California employers for the most part play it safe by following their job reference policies allowing them to state period of employment, job title, and possibly compensation (with the employee’s consent). For those who go beyond these basics, there is a dilemma when asked to respond to a reference check regarding a former employee who has had his or her employment terminated due to an accusation of sexual harassment. Thus, by informing a future employer of an employee’s misconduct, the former employer opens itself up to a defamation claim by an employee claiming he or she was falsely accused.
This “play it safe” approach is something that is antithetical to the “me too” movement, as it allows alleged and/or proven sexual harassment to remain confidential. The Legislature’s solution, effective January 1, 2019, is to create a qualified privilege for employers acting on “credible evidence.” The Legislature did this by amending Civil Code Section 47(b), which provides that a “publication or broadcast” made as part of a “judicial proceeding” is privileged. The amendment will extend the privilege to certain communications related to sexual harassment in the workplace.
As a result, the former employer who makes statements about sexual harassment will be protected for statements made in good faith during an investigation into claims of sexual harassment, as well as for the employer’s statements confirming whether the former employee was terminated due to the alleged harassment. The employee may still file suit for defamation, but in order to prevail must prove the employer acted with “actual malice,” which generally means the employer was motivated by hatred towards the harasser or acted without having a reasonable basis for believing the truthfulness of the accusation.
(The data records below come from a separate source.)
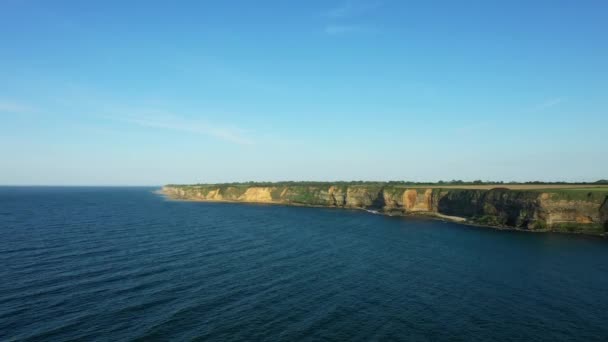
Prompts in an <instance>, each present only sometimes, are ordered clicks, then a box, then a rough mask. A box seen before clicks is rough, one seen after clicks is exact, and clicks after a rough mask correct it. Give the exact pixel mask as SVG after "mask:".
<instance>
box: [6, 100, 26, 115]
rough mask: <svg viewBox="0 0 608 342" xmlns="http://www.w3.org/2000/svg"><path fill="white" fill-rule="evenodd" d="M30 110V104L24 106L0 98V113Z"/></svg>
mask: <svg viewBox="0 0 608 342" xmlns="http://www.w3.org/2000/svg"><path fill="white" fill-rule="evenodd" d="M31 111H32V107H30V106H26V105H23V104H20V103H16V102H12V101H6V100H2V99H0V113H10V114H15V113H27V112H31Z"/></svg>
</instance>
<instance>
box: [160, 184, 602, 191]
mask: <svg viewBox="0 0 608 342" xmlns="http://www.w3.org/2000/svg"><path fill="white" fill-rule="evenodd" d="M168 186H173V187H211V186H213V187H237V188H240V187H244V188H248V187H285V186H295V187H330V186H339V187H343V186H349V187H353V186H364V187H406V188H442V189H471V190H490V189H495V188H503V189H509V190H547V191H555V190H565V191H568V192H571V191H574V192H576V191H581V192H583V191H608V184H605V183H603V181H602V182H595V183H541V182H529V183H500V182H496V183H491V182H479V181H476V182H462V181H451V182H437V183H430V182H429V183H423V182H405V181H391V182H369V181H350V182H346V181H338V182H290V181H286V182H242V183H216V184H213V183H199V184H169V185H168Z"/></svg>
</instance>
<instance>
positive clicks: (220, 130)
mask: <svg viewBox="0 0 608 342" xmlns="http://www.w3.org/2000/svg"><path fill="white" fill-rule="evenodd" d="M118 120H120V121H123V122H127V123H130V124H134V125H138V126H141V127H151V128H158V129H165V130H171V131H180V132H187V133H193V134H200V135H205V136H209V137H213V138H217V139H219V140H223V141H227V142H230V143H235V144H239V145H252V144H253V143H254V142H253V141H252V140H251V139H249V138H248V137H246V136H245V131H244V130H242V129H240V128H236V127H231V126H222V125H215V124H210V123H208V122H205V121H201V120H192V119H187V118H184V117H180V116H176V115H136V116H127V117H123V118H119V119H118Z"/></svg>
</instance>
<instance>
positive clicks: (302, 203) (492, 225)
mask: <svg viewBox="0 0 608 342" xmlns="http://www.w3.org/2000/svg"><path fill="white" fill-rule="evenodd" d="M153 193H155V194H157V195H161V196H163V197H164V198H165V199H166V200H170V201H177V202H202V203H233V204H254V205H260V204H262V205H277V206H287V207H304V208H326V209H347V210H359V211H365V212H368V213H370V214H373V215H382V216H388V217H413V218H428V219H432V220H438V221H444V222H451V223H456V224H459V225H463V226H469V227H476V228H486V229H494V230H501V231H515V232H526V233H557V234H567V235H583V236H590V237H598V238H603V239H605V238H608V234H606V233H602V234H592V233H586V232H581V231H558V230H551V229H535V230H531V229H523V228H518V227H512V226H506V225H489V224H483V223H479V222H475V221H473V220H470V219H467V218H466V217H461V216H454V215H445V214H441V213H436V212H432V211H419V212H410V213H406V212H395V211H390V212H386V211H383V210H371V209H367V208H362V207H341V206H328V205H316V204H305V203H293V202H292V203H289V202H279V201H242V200H227V199H203V198H179V197H176V196H174V195H172V194H171V193H168V192H166V191H164V189H163V188H161V189H158V190H155V191H153Z"/></svg>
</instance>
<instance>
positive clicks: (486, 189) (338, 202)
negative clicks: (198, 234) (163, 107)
mask: <svg viewBox="0 0 608 342" xmlns="http://www.w3.org/2000/svg"><path fill="white" fill-rule="evenodd" d="M158 193H159V194H162V195H164V196H166V197H168V198H170V199H177V200H188V201H209V202H232V203H266V204H282V205H295V206H308V207H330V208H348V209H362V210H366V211H369V212H372V213H377V214H383V215H388V216H412V215H415V216H425V217H431V218H437V219H441V220H446V221H452V222H458V223H464V224H469V225H475V226H484V227H492V228H498V229H513V230H523V231H531V232H563V233H579V234H590V235H601V236H606V235H607V232H608V185H605V184H603V183H599V184H598V183H579V184H567V183H562V184H555V183H550V184H546V183H542V184H539V183H527V184H522V183H519V184H504V183H503V184H500V183H499V184H487V183H486V184H437V183H425V184H419V183H415V184H411V183H410V184H405V182H334V183H325V182H279V183H253V182H252V183H225V184H194V185H166V186H163V187H162V189H160V190H158Z"/></svg>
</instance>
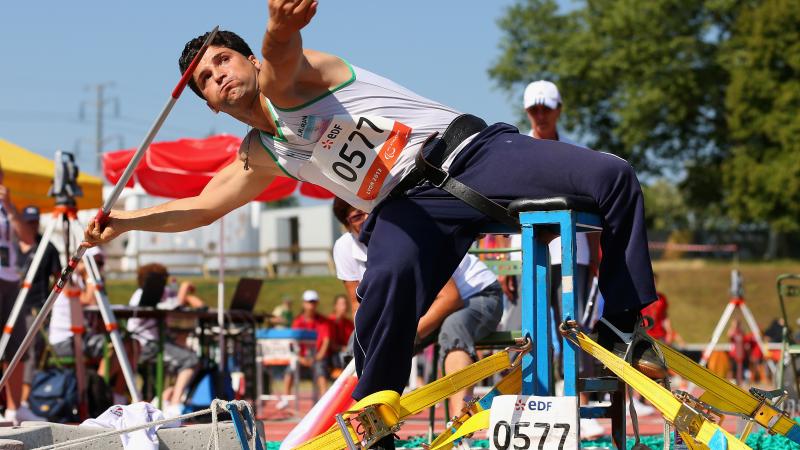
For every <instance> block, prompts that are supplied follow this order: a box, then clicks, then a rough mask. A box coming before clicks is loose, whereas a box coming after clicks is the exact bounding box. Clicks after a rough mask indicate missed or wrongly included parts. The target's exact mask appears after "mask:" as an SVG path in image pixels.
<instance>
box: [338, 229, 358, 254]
mask: <svg viewBox="0 0 800 450" xmlns="http://www.w3.org/2000/svg"><path fill="white" fill-rule="evenodd" d="M355 242H356V240H355V238H354V237H353V234H352V233H350V232H346V233H344V234H342V235H341V236H339V238H338V239H336V242H334V243H333V248H334V249H336V248H340V249H342V250H344V249H346V248H347V249H349V248H350V247H351V246H352V245H353V244H355Z"/></svg>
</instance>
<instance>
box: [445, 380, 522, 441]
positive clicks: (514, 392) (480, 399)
mask: <svg viewBox="0 0 800 450" xmlns="http://www.w3.org/2000/svg"><path fill="white" fill-rule="evenodd" d="M520 392H522V368H521V367H520V366H516V367H514V369H513V370H512V371H511V372H509V373H508V374H507V375H506V376H504V377H503V379H502V380H500V382H498V383H497V384H496V385H495V386H494V387H493V388H492V390H491V391H489V392H487V393H486V394H484V396H483V397H481V398H480V400H478V401H477V402H475V403H473V404H471V405H469V410H468V411H467V412H464V413H462V414H461V415H460V416H458V417H457V418H455V419H454V420H453V421H452V423H451V425H450V426H448V427H447V429H446V430H445V431H444V432H442V434H440V435H439V436H438V437H437V438H436V439H434V440H433V442H431V444H430V450H434V449H436V450H450V448H452V447H453V442H454V441H456V440H458V439H461V438H462V437H464V436H466V435H468V434H472V433H474V432H476V431H478V430H481V429H486V428H489V422H488V420H489V419H488V416H486V417H487V418H486V419H485V423H484V422H479V420H484V419H475V420H473V418H474V417H475V416H477V415H479V414H481V413H482V412H484V411H488V410H489V408H491V407H492V401H493V400H494V398H495V397H497V396H498V395H510V394H519V393H520ZM467 423H471V424H478V423H484V427H483V428H475V429H472V430H471V431H465V432H464V431H463V428H464V427H465V426H466V425H467ZM451 437H452V438H451Z"/></svg>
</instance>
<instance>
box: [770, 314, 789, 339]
mask: <svg viewBox="0 0 800 450" xmlns="http://www.w3.org/2000/svg"><path fill="white" fill-rule="evenodd" d="M785 326H786V324H785V323H784V321H783V317H776V318H774V319H772V322H770V323H769V325H768V326H767V329H766V330H764V340H766V341H767V342H782V341H783V328H784V327H785ZM787 337H791V332H790V333H789V336H787Z"/></svg>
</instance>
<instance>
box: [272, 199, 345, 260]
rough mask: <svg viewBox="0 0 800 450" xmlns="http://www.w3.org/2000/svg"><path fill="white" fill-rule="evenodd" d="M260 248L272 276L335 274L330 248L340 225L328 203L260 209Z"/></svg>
mask: <svg viewBox="0 0 800 450" xmlns="http://www.w3.org/2000/svg"><path fill="white" fill-rule="evenodd" d="M259 231H260V236H261V239H260V242H261V244H260V247H259V249H260V251H262V252H265V253H266V256H265V257H264V259H263V260H262V261H263V264H264V266H265V267H268V269H267V270H269V271H270V272H271V273H272V274H274V275H286V274H296V275H300V274H302V275H321V274H332V273H334V270H335V269H334V266H333V258H332V255H331V250H332V249H333V243H334V242H335V241H336V239H337V238H338V237H339V236H341V234H342V232H343V228H342V226H341V225H340V224H339V222H338V221H337V220H336V217H334V215H333V212H332V210H331V204H330V203H327V202H326V203H324V204H321V205H315V206H298V207H292V208H280V209H268V210H265V211H262V212H261V226H260V230H259Z"/></svg>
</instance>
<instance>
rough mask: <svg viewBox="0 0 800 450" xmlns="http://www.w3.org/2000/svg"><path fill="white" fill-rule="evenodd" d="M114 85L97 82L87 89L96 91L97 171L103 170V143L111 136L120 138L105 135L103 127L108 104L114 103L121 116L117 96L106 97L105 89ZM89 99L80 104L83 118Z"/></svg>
mask: <svg viewBox="0 0 800 450" xmlns="http://www.w3.org/2000/svg"><path fill="white" fill-rule="evenodd" d="M113 85H114V83H113V82H105V83H97V84H94V85H92V86H87V87H86V89H87V90H89V89H93V90H94V91H95V101H94V109H95V137H94V144H95V156H96V158H97V171H98V172H101V171H102V157H103V144H105V141H106V140H107V139H109V138H114V139H120V136H108V137H106V136H104V129H103V120H104V119H105V107H106V105H107V104H113V105H114V112H115V115H116V116H119V99H118V98H117V97H112V98H106V97H105V90H106V88H108V87H112V86H113ZM88 104H89V102H88V101H84V102H81V106H80V116H81V118H83V116H84V110H85V107H86V105H88Z"/></svg>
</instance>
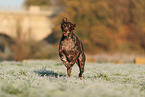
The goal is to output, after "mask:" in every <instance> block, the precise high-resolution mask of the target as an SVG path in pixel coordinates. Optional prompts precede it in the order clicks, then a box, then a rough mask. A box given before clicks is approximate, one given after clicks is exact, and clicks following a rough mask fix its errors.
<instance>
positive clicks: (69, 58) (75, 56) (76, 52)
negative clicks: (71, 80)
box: [59, 18, 86, 79]
mask: <svg viewBox="0 0 145 97" xmlns="http://www.w3.org/2000/svg"><path fill="white" fill-rule="evenodd" d="M75 27H76V24H73V23H71V22H68V21H67V18H63V19H62V23H61V30H62V37H61V40H60V44H59V56H60V59H61V61H62V62H63V63H64V65H65V67H66V68H67V74H68V76H69V77H70V76H71V70H72V67H73V65H74V64H75V63H77V65H78V67H79V70H80V73H79V78H80V79H82V74H83V73H84V66H85V60H86V58H85V54H84V48H83V44H82V42H81V41H80V40H79V39H78V37H77V36H76V35H75V34H74V33H73V30H75Z"/></svg>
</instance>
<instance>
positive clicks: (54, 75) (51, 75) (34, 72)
mask: <svg viewBox="0 0 145 97" xmlns="http://www.w3.org/2000/svg"><path fill="white" fill-rule="evenodd" d="M34 73H36V74H38V75H39V76H42V77H43V76H48V77H55V78H58V77H66V75H65V74H58V73H56V72H54V71H52V70H46V69H41V70H35V71H34Z"/></svg>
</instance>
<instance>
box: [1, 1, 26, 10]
mask: <svg viewBox="0 0 145 97" xmlns="http://www.w3.org/2000/svg"><path fill="white" fill-rule="evenodd" d="M23 2H24V0H0V9H3V10H20V9H22V5H23Z"/></svg>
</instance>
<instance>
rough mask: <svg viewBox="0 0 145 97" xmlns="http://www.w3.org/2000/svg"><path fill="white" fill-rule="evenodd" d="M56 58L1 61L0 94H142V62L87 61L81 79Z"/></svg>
mask: <svg viewBox="0 0 145 97" xmlns="http://www.w3.org/2000/svg"><path fill="white" fill-rule="evenodd" d="M78 73H79V70H78V67H77V65H75V66H74V67H73V71H72V77H71V78H68V77H67V75H66V68H65V66H64V65H63V64H62V63H59V62H55V61H32V62H22V63H21V62H1V63H0V97H145V65H140V66H138V65H135V64H119V65H115V64H111V63H108V64H107V63H104V64H103V63H86V65H85V73H84V75H83V80H79V79H78Z"/></svg>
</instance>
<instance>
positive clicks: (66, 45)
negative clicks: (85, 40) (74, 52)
mask: <svg viewBox="0 0 145 97" xmlns="http://www.w3.org/2000/svg"><path fill="white" fill-rule="evenodd" d="M74 48H75V42H74V40H73V39H72V38H71V39H68V40H67V39H66V40H64V41H63V44H62V49H63V50H67V51H69V50H73V49H74Z"/></svg>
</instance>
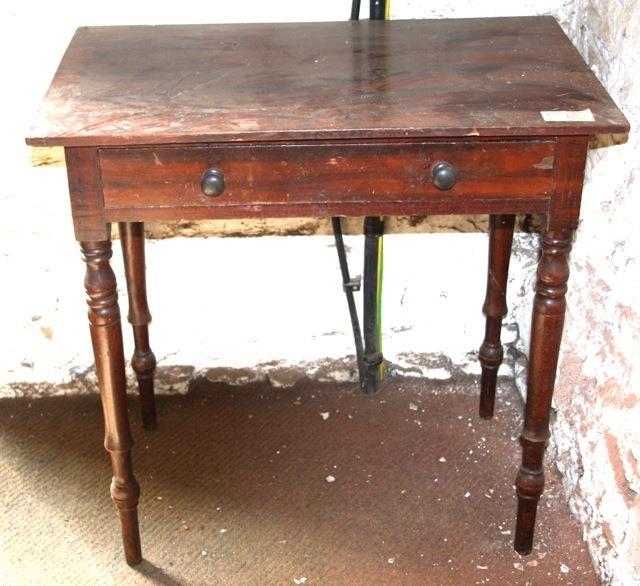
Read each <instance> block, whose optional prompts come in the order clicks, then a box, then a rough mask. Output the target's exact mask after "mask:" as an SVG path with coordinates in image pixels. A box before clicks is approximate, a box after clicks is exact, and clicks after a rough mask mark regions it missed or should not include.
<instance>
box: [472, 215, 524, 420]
mask: <svg viewBox="0 0 640 586" xmlns="http://www.w3.org/2000/svg"><path fill="white" fill-rule="evenodd" d="M514 223H515V216H513V215H499V214H495V215H492V216H490V218H489V269H488V276H487V296H486V298H485V301H484V306H483V307H482V311H484V314H485V315H486V316H487V321H486V328H485V335H484V341H483V342H482V346H480V352H479V353H478V358H479V360H480V364H481V365H482V377H481V379H480V417H482V418H483V419H490V418H491V417H493V406H494V402H495V395H496V380H497V378H498V368H500V364H501V363H502V358H503V350H502V343H501V342H500V330H501V329H502V318H503V317H504V316H505V315H506V313H507V302H506V292H507V277H508V274H509V258H510V257H511V243H512V241H513V226H514Z"/></svg>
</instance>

An employer acting in good faith to recount accusations based on credible evidence will be able to meet this standard and overcome the defamation claim. On the other hand, the standard also protects the falsely accused employee from an employer’s statements made with actual malice. Overall, this new law will assist employers who have become aware of credible reports of harassment by a former employee, but who fear disclosing this information to a prospective employer because of a potential defamation lawsuit by the former employee.
This amendment may or may not change things in terms of employers’ cautious approach to making statements about their former employees. That said, for those employers who are willing to go beyond the “play it safe” approach, it will allow them more protection in warning prospective employers about their former employees who have been investigated or terminated as a result of sexual harassment issues.